Оля всё это время стояла у противоположного окна вестибюля, не торопясь выходить из школы, потому что ей было очень любопытно, что за переполох случился у Зои и почему вдруг вся тусовка собирается не в школьном дворе, как обычно, а прямо в вестибюле. Она заметила, что на седьмом уроке с Зоей что-то случилось: она постоянно строчила эсэмэски, перешёптывалась, переглядывалась и обменивалась записками с ребятами, так что учитель не выдержала и сказала: «Зоя, если вам надо решить проблемы, выйдите лучше из класса, вы мешаете остальным», и Зоя вышла, а через три минуты, сославшись на расстройство желудка, на выход попросился и Руслан Мирзоев, и до конца урока они в класс не возвращались.
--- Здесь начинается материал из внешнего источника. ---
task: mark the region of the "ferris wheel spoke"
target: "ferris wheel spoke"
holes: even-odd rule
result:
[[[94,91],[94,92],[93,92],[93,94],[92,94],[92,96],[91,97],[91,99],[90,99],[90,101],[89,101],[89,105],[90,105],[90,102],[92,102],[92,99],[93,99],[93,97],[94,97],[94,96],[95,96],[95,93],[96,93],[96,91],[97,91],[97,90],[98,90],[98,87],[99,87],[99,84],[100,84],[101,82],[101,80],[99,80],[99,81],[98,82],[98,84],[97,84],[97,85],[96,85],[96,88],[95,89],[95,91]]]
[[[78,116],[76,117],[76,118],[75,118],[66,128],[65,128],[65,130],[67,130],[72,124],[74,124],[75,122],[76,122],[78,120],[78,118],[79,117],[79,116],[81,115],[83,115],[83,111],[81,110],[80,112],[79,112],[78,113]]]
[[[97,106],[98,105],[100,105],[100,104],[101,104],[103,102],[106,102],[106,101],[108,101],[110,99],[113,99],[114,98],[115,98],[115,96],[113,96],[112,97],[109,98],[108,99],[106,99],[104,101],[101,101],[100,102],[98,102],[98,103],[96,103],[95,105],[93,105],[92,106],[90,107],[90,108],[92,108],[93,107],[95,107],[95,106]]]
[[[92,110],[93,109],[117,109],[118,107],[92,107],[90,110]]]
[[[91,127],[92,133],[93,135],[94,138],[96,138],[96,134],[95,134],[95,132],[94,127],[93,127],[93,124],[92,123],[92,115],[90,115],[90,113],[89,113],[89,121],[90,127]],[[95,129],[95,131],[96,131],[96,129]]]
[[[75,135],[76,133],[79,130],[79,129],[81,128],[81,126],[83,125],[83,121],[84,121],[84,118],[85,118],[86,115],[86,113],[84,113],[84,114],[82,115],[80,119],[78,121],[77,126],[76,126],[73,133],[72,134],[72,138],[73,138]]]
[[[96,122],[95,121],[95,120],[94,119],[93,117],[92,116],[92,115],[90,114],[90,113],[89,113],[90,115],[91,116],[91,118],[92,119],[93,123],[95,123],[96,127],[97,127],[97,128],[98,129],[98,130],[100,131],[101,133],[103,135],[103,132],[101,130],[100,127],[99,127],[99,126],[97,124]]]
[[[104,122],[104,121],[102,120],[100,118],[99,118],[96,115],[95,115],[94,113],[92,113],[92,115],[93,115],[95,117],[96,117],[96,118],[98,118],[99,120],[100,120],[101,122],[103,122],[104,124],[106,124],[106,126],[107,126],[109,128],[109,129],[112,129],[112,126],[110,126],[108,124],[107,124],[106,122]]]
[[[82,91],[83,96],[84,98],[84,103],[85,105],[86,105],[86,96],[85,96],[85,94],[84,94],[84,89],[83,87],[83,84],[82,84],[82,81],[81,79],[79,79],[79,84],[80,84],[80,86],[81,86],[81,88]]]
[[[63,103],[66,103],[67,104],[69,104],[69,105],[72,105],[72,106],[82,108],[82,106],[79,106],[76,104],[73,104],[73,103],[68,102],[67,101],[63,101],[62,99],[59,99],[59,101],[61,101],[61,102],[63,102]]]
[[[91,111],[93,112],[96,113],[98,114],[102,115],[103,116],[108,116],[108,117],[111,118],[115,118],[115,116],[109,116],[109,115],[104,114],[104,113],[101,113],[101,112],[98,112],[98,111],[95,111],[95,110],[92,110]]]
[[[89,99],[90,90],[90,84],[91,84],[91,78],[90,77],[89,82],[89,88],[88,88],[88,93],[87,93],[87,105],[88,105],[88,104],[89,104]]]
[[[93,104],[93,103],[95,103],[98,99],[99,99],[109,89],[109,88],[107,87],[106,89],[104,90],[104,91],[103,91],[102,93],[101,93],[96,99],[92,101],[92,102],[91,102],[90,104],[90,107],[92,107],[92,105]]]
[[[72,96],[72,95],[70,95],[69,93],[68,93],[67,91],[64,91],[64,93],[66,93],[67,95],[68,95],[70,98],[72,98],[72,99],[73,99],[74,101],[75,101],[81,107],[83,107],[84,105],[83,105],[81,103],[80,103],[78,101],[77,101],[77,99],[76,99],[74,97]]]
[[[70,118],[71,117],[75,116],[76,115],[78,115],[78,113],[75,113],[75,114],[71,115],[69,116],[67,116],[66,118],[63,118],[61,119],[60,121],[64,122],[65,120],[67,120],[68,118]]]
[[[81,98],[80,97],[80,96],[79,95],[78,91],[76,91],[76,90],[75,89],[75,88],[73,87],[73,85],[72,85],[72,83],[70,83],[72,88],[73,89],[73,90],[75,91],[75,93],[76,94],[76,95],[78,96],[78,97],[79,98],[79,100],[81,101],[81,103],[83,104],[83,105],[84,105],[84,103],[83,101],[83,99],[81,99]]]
А теперь вот эта возбуждённая толпа у входа в школу, и постоянная беготня Фарида к окну и обратно, будто там, за дверью школы, начинается не обычный повседневный город, продолжение пространства школы, а переход в другую реальность, как это бывает в фантастических фильмах. Перешёл через порог – и ты в совершенно другой галактике.
Оля смотрела издалека на перешёптывающихся ребят, однако подойти ближе не решалась. Но когда Зоя направилась к выходу и ребята бросились к окну, она тоже бросилась к окну и увидела здоровенного бугая в чёрном костюме и затемнённых очках. Бугай подбегает к задней двери и раскрывает её для Зои, та делает вид, что бросает рюкзак на заднее сиденье и садится в машину, а когда водитель отворачивается, она хлопает дверью и убегает. Водитель садится в машину, а потом снова выныривает, потому что понимает: Зоя убежала. Он со злостью ударяет по крыше, а потом садится за руль и уезжает. Вот и все.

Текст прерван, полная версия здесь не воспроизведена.